Reputation: 311
Problem: I am using R and stringr and I have a very long regular expression using the "or" operator that I save to an object and use with stringr. How can I break it up into multiple lines in R so I do not have to keep scrolling to the right in my source editor? When I try commas, only the first line is recognized. Most answers to this question have been for other programming languages (i.e. not R).
regex_of_sites <- "side|southeast|north|computer|engineer|first|south|pharm|left|southwest|level|second|thirteenth"
Upvotes: 3
Views: 662
Reputation: 627190
Since you are using the pattern with stringr methods that use ICU regex flavor, you may use a (?x)

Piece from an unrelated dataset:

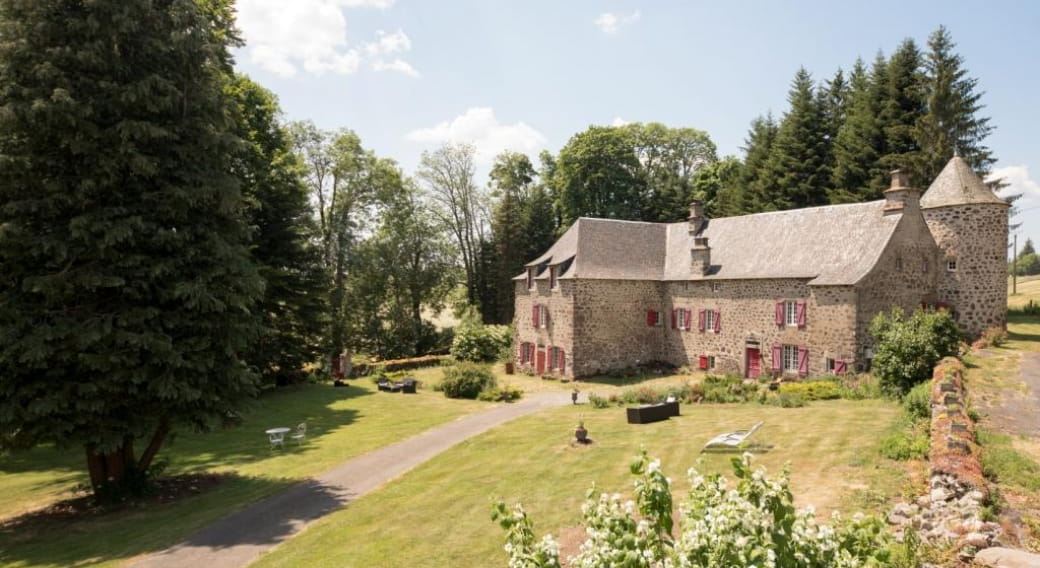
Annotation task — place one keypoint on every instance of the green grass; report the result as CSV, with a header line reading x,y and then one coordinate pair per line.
x,y
439,514
342,423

free spacing (also called verbose, or ignore pattern whitespace) modifier where all unescaped whitespace is ignored when compiling the pattern, and there is a possibility to add comments after an unescaped #
on each line (so, all literal #
must be escaped).
Here is an example:
> library(stringr)
> regex_of_sites <- "(?x)side # Term 0
+ |southeast # Term 1
+ |north # Term 1
+ |computer # Term 2
+ |engineer
+ |first
+ |south
+ |pharm
+ |left
+ |southwest
+ |level
+ |second
+ |thirteenth"
> str_extract_all("first level", regex_of_sites)
[[1]]
[1] "first" "level"
The same modifier is supported by the PCRE patterns used in base R regex functions with perl=TRUE
.
Upvotes: 6
Reputation: 206466
The regular expression is just a string. You can paste it together across multiple lines like any other string
regex_of_sites <- paste0("side|southeast|north|computer|engineer|",
"first|south|pharm|left|southwest|",
"level|second|thirteenth")
Upvotes: 4